The ceremony was broken into several sections with the Shinto priest doing a lot of chanting approaching the altar, bowing, and shaking the large branch in front of the altar and over his shoulders. The room was very quiet. We mostly stood and bowed during certain segments and at other times we sat. His voice was very deep and had a vibrating sound. At one point, he read from a script and I heard the words “GPM” and “rocket” several times. He also mentioned every company in the prayer.
I understand you had an active role — what did you get to do?
[I participated in] the Tamagushi-houten portion of the ceremony.
I practiced for several days, and I even looked it up on YouTube to see if I could get a better visual of what to do, which was helpful. I basically took the offering branch from the priest in a specific way and placed it on the altar. After placing it on the alter, I and all NASA team members had to bow twice, clap twice, and bow one more time. I then proceeded back to my seat.
What was the mood like?
It was very quiet and very serious and somber. Everyone was careful not to make a sound. As I looked at other representatives, they were very focused and intense. We all stood at attention with very little movement.

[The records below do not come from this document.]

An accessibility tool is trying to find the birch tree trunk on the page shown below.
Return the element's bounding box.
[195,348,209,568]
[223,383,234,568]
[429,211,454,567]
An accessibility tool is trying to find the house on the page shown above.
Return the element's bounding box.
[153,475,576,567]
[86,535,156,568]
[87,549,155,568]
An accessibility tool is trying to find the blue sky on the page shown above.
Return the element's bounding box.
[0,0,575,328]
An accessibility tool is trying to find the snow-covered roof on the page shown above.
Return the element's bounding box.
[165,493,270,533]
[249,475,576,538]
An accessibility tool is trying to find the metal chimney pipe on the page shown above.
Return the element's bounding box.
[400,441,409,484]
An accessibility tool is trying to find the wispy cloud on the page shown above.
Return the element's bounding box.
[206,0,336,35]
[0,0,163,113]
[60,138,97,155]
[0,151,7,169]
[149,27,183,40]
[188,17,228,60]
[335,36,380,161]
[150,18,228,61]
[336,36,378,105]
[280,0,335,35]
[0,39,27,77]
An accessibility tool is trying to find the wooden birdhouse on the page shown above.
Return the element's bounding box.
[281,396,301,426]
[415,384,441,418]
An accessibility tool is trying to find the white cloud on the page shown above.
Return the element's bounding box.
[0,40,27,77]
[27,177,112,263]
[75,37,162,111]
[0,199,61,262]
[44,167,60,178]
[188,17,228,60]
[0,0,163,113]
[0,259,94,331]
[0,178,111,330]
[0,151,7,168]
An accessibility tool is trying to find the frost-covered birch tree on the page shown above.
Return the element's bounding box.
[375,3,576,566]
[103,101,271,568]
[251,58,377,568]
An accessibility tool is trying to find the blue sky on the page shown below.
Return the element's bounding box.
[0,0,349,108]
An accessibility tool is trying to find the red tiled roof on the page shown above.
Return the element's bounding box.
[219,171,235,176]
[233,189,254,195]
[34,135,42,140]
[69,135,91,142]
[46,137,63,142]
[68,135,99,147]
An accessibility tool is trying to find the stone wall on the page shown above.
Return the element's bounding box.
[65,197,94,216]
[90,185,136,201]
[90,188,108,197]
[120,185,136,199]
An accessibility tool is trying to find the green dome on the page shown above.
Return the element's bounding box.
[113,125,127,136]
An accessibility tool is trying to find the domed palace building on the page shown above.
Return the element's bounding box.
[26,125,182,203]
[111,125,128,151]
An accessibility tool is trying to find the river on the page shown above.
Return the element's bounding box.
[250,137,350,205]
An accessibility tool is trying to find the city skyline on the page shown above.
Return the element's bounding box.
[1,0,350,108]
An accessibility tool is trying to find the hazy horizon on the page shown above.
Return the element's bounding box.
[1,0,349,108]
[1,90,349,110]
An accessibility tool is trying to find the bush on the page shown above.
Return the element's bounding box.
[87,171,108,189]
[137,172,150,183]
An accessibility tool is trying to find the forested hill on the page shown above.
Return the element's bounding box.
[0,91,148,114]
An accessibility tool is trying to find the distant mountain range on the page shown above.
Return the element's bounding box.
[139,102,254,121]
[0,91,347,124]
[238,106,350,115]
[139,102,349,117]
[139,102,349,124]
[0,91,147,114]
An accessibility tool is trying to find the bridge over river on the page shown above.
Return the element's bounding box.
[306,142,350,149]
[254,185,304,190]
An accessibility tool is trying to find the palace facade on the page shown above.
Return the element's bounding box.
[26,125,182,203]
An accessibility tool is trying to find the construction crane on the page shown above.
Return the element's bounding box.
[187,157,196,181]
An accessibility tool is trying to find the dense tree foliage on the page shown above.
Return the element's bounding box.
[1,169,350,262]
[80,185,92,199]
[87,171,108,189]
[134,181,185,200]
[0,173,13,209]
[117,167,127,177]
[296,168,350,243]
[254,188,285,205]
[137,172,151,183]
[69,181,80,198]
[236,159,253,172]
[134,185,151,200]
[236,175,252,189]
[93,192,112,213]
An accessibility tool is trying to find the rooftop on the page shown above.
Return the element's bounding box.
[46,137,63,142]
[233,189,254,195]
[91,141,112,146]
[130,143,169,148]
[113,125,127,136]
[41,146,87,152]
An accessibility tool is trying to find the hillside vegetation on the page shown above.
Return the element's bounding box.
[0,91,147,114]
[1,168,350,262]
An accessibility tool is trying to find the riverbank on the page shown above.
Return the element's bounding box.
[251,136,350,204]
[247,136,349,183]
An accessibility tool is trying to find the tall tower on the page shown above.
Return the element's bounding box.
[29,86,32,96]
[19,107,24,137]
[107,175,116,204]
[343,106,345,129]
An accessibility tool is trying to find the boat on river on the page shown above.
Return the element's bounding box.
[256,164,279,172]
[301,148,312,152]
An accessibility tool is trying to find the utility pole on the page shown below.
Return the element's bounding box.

Did you like the ceremony?
I was very nervous but was happy to have had the opportunity to represent NASA. I wanted to make sure I had given the offering properly. Everyone felt I had done a great job, and I have never felt so proud to represent NASA and my country.
In the end, I guess it was fitting that the Safety and Mission Assurance Officer be the one to represent NASA in a ceremony praying for the Safety of the Launch Campaign and Mission Success!